Well put. That's reason enough to hope this particular story isn't true. (Of course, I do want a 5D Mark III, just the same as everybody else, but being a newshound at the cost of somebody's access - not so much.)


----------



## Isaac (Oct 21, 2011)

Canon have an incredibly *high secrecy policy *when it comes to future products because if something is leaked it will affect sales of the current model resulting in a substantial loss.

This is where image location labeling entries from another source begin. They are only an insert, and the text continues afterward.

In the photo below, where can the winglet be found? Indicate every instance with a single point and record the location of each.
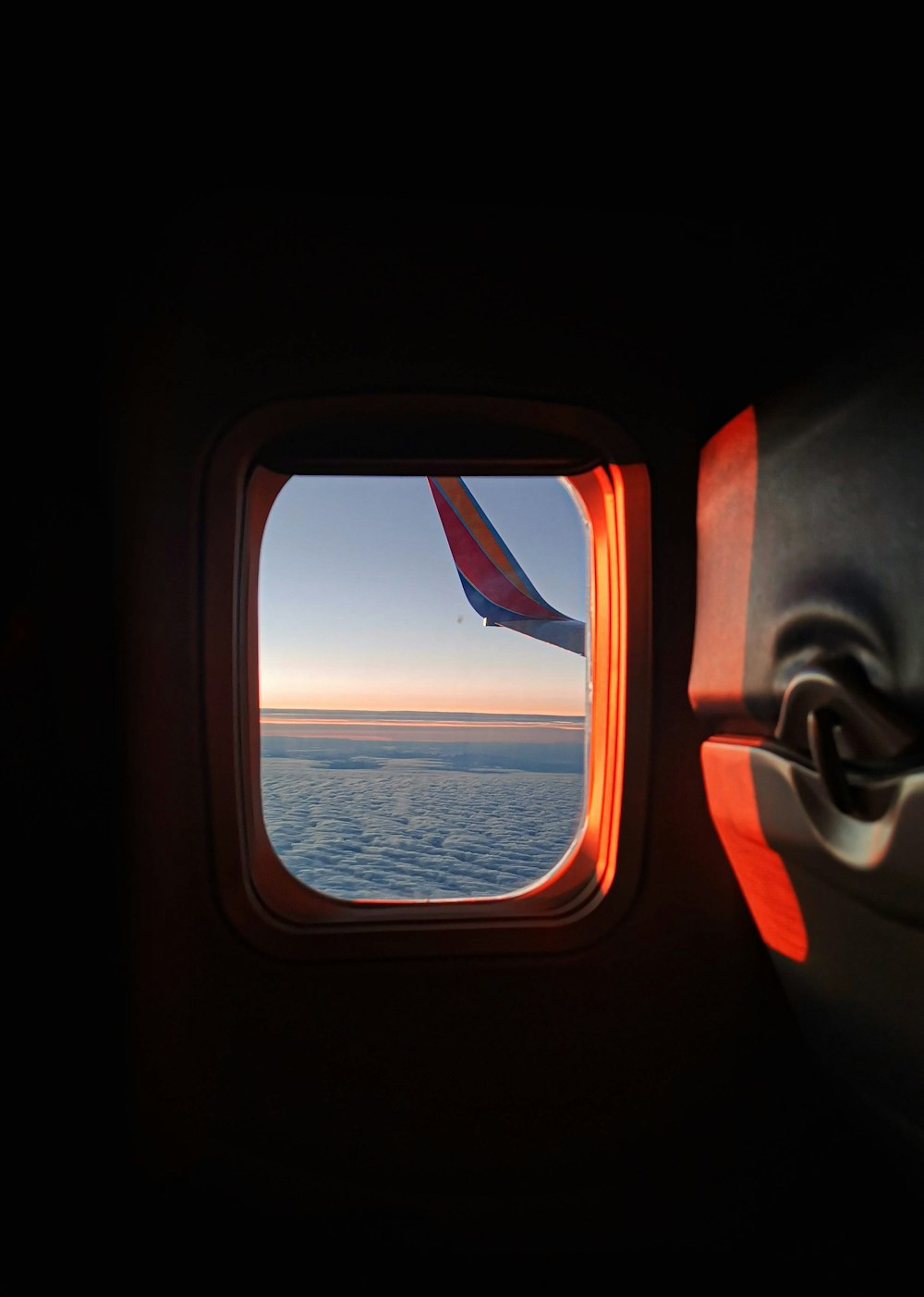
(494, 582)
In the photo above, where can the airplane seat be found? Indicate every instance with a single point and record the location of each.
(808, 671)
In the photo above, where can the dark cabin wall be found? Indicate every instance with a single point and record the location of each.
(656, 1078)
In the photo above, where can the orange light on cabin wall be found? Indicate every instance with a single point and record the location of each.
(724, 524)
(602, 495)
(724, 533)
(760, 871)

Additionally, I do not think *Canon place badges such as "mark III" on their test models.* By having nothing on these test models, no would truly be able to work out which camera it is. Eg. 5D2 and 7D look extremely similar.


----------



## dr croubie (Oct 21, 2011)

Isaac said:


> By having nothing on these test models, no would truly be able to work out which camera it is. Eg. 5D2 and 7D look extremely similar.



Easiest way to tell is look at the flash. 5D and 5D2 are the only small-bodied (ie, non-gripped) without a built-in flash.

But you never know, canon may add an inbuilt flash to the next 5D3. FF-sized pentaprism can't be an excuse not to, FF film cameras had built-in flashes...


----------



## Bob Howland (Oct 21, 2011)

Isaac said:


> Canon have an incredibly *high secrecy policy *when it comes to future products because if something is leaked it will affect sales of the current model resulting in a substantial loss.



Then why did they introduce the 1Dx five months before they intend to ship it?


----------



## Mark D5 TEAM II (Oct 21, 2011)

Well, if you ask the Noink fanbois like bob on DPR, it is because they intend to steal the spotlight away from an upcoming announcement of the D4 that would supposedly blow away this 1Dx. :


----------



## Isaac (Oct 22, 2011)

Bob Howland said:


> Isaac said:
> 
> 
> > Canon have an incredibly *high secrecy policy *when it comes to future products because if something is leaked it will affect sales of the current model resulting in a substantial loss.
> ...


Because that 5 months was added onto their product's full lifespan. It appears as if it's 5 months but that was after they achieved their goals and time quota for that product.


----------



## Picsfor (Oct 22, 2011)

I saw 2 5D2's in the wild on Thursday, said they new nothing about a 5D3 :
Then asked if i'd like to join them for a pint! 8)

So, we're gonna pop off on Wednesday to have a play with a 1DX - the 5D2's are not sure whether to upgrade or wait for a "what are we calling it? 5DX3?"


----------